[Bug tree-optimization/102391] Failure to optimize adjacent 8-bit loads into a single bigger load

2021-12-15 Thread pinskia at gcc dot gnu.org via Gcc-bugs
https://gcc.gnu.org/bugzilla/show_bug.cgi?id=102391

Andrew Pinski  changed:

   What|Removed |Added

 Status|NEW |RESOLVED
 Resolution|--- |DUPLICATE

--- Comment #4 from Andrew Pinski  ---
Dup of bug 98953.

*** This bug has been marked as a duplicate of bug 98953 ***

[Bug tree-optimization/102391] Failure to optimize adjacent 8-bit loads into a single bigger load

2021-09-20 Thread rguenth at gcc dot gnu.org via Gcc-bugs
https://gcc.gnu.org/bugzilla/show_bug.cgi?id=102391

--- Comment #3 from Richard Biener  ---
the bswap pass is in principle able to handle these but it sees

  _1 = (sizetype) offset_12(D);
  _2 = RomHeader_13(D) + _1;
  _3 = *_2;
  _4 = (signed short) _3;
  _5 = _1 + 1;
  _6 = RomHeader_13(D) + _5;
  _7 = *_6;

so the constant offset is not forwarded to the MEM_REFs (int vs. size_t issue)
and the bswap pass doesn't perform any fancy dataref analysis to spot
constant offsetted same bases (it could simply use split_constant_offset
on the found base I guess or invoke DR analysis in BB mode).

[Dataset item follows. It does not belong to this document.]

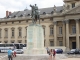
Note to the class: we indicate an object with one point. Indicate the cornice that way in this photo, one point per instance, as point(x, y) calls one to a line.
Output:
point(29, 18)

[Bug tree-optimization/102391] Failure to optimize adjacent 8-bit loads into a single bigger load

2021-09-17 Thread pinskia at gcc dot gnu.org via Gcc-bugs
https://gcc.gnu.org/bugzilla/show_bug.cgi?id=102391

Andrew Pinski  changed:

   What|Removed |Added

   Severity|normal  |enhancement
 Ever confirmed|0   |1
   Last reconfirmed||2021-09-18
 Status|UNCONFIRMED |NEW

--- Comment #2 from Andrew Pinski  ---
GCC can figure out case offset = 0;

There might be a dup of this one too.

[Bug tree-optimization/102391] Failure to optimize adjacent 8-bit loads into a single bigger load

2021-09-17 Thread gabravier at gmail dot com via Gcc-bugs
https://gcc.gnu.org/bugzilla/show_bug.cgi?id=102391

Gabriel Ravier  changed:

   What|Removed |Added

Summary|Failure to optimize 2 8-bit |Failure to optimize
   |loads into a single 16-bit  |adjacent 8-bit loads into a
   |load|single bigger load

--- Comment #1 from Gabriel Ravier  ---
Note: this also equivalently works on bigger sizes:

uint32_t HeaderReadU32LE(int offset, uint8_t *RomHeader)
{
return RomHeader[offset] |
(RomHeader[offset + 1] << 8) |
(RomHeader[offset + 2] << 16) |
(RomHeader[offset + 3] << 24);
}

On AMD64, GCC outputs this:

HeaderReadU32LE:
  movsx rdi, edi
  movzx eax, BYTE PTR [rsi+1+rdi]
  movzx edx, BYTE PTR [rsi+2+rdi]
  sal eax, 8
  sal edx, 16
  or eax, edx
  movzx edx, BYTE PTR [rsi+rdi]
  or eax, edx
  movzx edx, BYTE PTR [rsi+3+rdi]
  sal edx, 24
  or eax, edx
  ret

LLVM manages this:

HeaderReadU32LE:
  movsxd rax, edi
  mov eax, dword ptr [rsi + rax]
  ret